How might we let AI carry the weight of the volume, while the analyst keeps the judgment and control?
Analysts are pattern-seekers under time pressure. They’re skeptical by training — and rightly so. Every conclusion they reach may need to be explained and defended, so a tool that hands them an answer without a reason is a tool they won’t use.
I combined secondary research on analyst workflows with task analysis to map where the real friction lived. A few things kept surfacing — and they reshaped how I thought about the whole problem.
- 01 Volume isn’t the problem — relevance is. Analysts don’t want less data; they want the right data surfaced first.
- 02 Trust is traceable. An AI suggestion is only useful if the analyst can see why it was made.
- 03 Context-switching is expensive.
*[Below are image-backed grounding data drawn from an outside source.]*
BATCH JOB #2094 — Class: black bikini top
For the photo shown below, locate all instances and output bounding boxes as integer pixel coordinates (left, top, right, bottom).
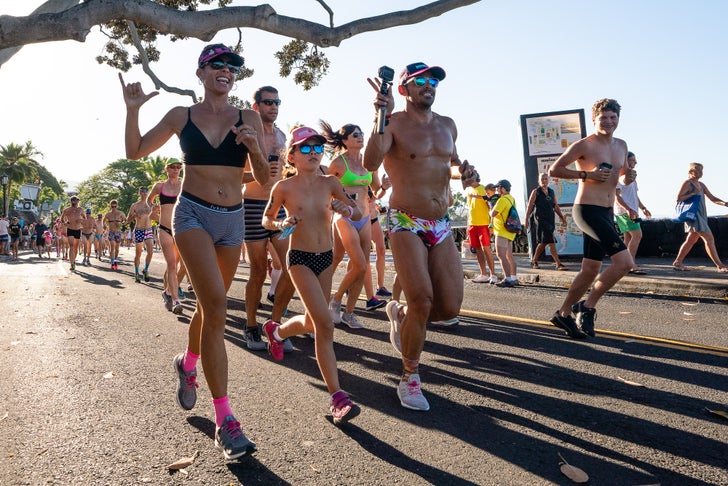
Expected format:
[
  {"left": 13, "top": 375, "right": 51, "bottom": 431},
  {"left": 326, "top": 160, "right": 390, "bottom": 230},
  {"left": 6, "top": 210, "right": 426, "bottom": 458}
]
[{"left": 179, "top": 108, "right": 248, "bottom": 167}]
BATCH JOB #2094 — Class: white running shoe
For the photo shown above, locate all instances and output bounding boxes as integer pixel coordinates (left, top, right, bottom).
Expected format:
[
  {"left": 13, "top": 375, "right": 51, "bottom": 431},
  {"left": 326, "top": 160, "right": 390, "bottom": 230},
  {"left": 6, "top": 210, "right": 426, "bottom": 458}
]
[
  {"left": 328, "top": 297, "right": 342, "bottom": 324},
  {"left": 385, "top": 301, "right": 404, "bottom": 354},
  {"left": 397, "top": 373, "right": 430, "bottom": 411},
  {"left": 472, "top": 274, "right": 489, "bottom": 283}
]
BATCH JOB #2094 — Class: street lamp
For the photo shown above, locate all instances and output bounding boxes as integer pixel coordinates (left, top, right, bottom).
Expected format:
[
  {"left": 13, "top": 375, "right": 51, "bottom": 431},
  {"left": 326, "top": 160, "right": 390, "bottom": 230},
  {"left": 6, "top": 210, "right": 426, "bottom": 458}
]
[{"left": 1, "top": 172, "right": 8, "bottom": 218}]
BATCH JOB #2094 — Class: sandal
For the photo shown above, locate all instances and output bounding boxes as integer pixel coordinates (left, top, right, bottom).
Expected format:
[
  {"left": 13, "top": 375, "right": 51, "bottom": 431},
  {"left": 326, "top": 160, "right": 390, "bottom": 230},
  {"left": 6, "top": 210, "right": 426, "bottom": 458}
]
[
  {"left": 556, "top": 264, "right": 568, "bottom": 271},
  {"left": 530, "top": 261, "right": 540, "bottom": 269}
]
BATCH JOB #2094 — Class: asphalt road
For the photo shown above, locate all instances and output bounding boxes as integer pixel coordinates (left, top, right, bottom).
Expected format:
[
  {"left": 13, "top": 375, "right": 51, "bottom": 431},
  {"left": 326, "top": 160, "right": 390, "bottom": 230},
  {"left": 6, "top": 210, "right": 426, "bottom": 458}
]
[{"left": 1, "top": 248, "right": 726, "bottom": 485}]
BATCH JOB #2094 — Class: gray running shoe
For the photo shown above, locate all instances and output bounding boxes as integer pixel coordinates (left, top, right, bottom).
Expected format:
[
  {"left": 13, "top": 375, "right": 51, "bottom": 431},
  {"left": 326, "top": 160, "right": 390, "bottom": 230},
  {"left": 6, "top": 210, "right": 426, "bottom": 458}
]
[
  {"left": 282, "top": 338, "right": 293, "bottom": 353},
  {"left": 341, "top": 312, "right": 364, "bottom": 329},
  {"left": 215, "top": 415, "right": 257, "bottom": 460},
  {"left": 171, "top": 300, "right": 183, "bottom": 315},
  {"left": 173, "top": 353, "right": 197, "bottom": 410},
  {"left": 385, "top": 301, "right": 403, "bottom": 354},
  {"left": 162, "top": 291, "right": 173, "bottom": 312},
  {"left": 244, "top": 326, "right": 267, "bottom": 351},
  {"left": 397, "top": 373, "right": 430, "bottom": 411}
]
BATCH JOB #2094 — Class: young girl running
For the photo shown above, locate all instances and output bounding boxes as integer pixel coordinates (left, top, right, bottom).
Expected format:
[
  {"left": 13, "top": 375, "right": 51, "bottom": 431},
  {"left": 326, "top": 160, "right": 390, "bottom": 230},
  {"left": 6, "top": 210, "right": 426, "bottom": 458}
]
[{"left": 261, "top": 126, "right": 363, "bottom": 425}]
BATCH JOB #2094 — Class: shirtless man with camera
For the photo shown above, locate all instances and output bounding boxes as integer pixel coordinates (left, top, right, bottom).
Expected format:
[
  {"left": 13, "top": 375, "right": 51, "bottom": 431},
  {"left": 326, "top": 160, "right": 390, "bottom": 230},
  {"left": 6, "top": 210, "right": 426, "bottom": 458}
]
[{"left": 365, "top": 62, "right": 477, "bottom": 412}]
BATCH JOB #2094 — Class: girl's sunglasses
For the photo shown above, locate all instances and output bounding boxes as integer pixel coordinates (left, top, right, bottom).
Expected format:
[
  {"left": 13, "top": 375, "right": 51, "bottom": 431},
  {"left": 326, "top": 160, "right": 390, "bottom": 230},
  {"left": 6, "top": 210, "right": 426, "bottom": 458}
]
[
  {"left": 298, "top": 144, "right": 324, "bottom": 154},
  {"left": 206, "top": 60, "right": 242, "bottom": 74},
  {"left": 407, "top": 76, "right": 439, "bottom": 88}
]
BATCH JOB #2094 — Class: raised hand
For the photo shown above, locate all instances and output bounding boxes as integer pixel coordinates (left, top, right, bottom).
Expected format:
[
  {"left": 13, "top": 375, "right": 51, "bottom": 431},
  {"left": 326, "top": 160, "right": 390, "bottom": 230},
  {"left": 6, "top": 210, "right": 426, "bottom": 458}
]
[
  {"left": 367, "top": 77, "right": 395, "bottom": 116},
  {"left": 118, "top": 73, "right": 158, "bottom": 109}
]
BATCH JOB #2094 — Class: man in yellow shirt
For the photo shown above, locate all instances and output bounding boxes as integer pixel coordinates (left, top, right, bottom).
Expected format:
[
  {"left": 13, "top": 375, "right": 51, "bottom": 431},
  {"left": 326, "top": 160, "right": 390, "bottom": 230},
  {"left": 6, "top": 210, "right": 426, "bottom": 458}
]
[
  {"left": 465, "top": 176, "right": 496, "bottom": 284},
  {"left": 490, "top": 180, "right": 519, "bottom": 287}
]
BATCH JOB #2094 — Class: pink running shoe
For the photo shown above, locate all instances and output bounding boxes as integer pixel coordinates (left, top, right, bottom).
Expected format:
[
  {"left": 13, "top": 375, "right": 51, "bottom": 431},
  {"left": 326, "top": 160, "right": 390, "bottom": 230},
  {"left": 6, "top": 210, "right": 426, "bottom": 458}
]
[
  {"left": 263, "top": 320, "right": 284, "bottom": 361},
  {"left": 330, "top": 391, "right": 361, "bottom": 425}
]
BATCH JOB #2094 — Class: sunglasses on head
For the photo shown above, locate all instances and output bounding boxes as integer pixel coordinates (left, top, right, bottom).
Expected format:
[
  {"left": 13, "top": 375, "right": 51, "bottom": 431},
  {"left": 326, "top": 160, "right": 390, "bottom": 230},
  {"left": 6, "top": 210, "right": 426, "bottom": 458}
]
[
  {"left": 260, "top": 99, "right": 282, "bottom": 106},
  {"left": 407, "top": 76, "right": 439, "bottom": 88},
  {"left": 297, "top": 144, "right": 325, "bottom": 154},
  {"left": 206, "top": 60, "right": 242, "bottom": 74}
]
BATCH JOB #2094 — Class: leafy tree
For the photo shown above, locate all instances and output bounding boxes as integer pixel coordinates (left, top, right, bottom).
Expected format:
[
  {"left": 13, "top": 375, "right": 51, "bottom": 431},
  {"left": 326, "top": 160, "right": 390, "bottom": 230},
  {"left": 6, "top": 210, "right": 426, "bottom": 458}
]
[
  {"left": 447, "top": 190, "right": 468, "bottom": 226},
  {"left": 0, "top": 141, "right": 64, "bottom": 216},
  {"left": 0, "top": 0, "right": 480, "bottom": 98},
  {"left": 76, "top": 158, "right": 150, "bottom": 212}
]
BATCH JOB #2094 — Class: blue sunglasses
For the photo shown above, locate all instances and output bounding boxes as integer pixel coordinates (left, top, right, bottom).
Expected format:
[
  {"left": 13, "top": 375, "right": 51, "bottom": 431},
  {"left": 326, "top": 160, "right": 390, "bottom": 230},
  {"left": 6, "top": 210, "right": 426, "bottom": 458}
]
[
  {"left": 407, "top": 76, "right": 439, "bottom": 88},
  {"left": 298, "top": 144, "right": 325, "bottom": 154}
]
Every tool an analyst jumps to costs them their train of thought.
These insights became the rules I designed against. Whenever a decision was unclear, I returned to them.
I mapped the analyst’s flow, then sketched broadly before committing to a direction — testing how much automation felt helpful versus how much felt like losing control.
Three moves that let AI assist without taking over.
A prioritized signal feed
AI ranks what likely matters most and pushes it to the top — but the analyst can re-weight, filter, and reorder at any time. The machine sorts; the human steers.
Every answer shows its “why”
Each AI suggestion opens to reveal the signals and sources behind it. Nothing is a black box — so the analyst can trust it, question it, or defend it later.
One unified workspace
Search, review, and annotation live side by side, so analysts keep their train of thought instead of losing it to tab-switching.
The hardest question wasn’t visual — it was about trust. How much should the AI do before it starts to feel like it’s deciding for the analyst?
I chose to show reasoning and sources over a single confidence score — a number is easy to over-trust, evidence invites scrutiny.
Analysts need depth, but not all at once. I layered detail so the surface stays calm and the depth is one click away.
Anything the AI does automatically, the analyst can see and reverse — control is never taken silently.
The concept landed on a principle I keep coming back to: good AI tools make people feel more capable, not more replaceable. Keeping the analyst in control wasn’t a constraint — it was the whole point.
If I took this further, I’d test the explainability patterns with real analysts and pressure-test where trust breaks down — the part I’m most curious about.
Mostly, this project reminded me why I love research: the answer was never in the data volume. It was in listening to the people who have to live with the tool.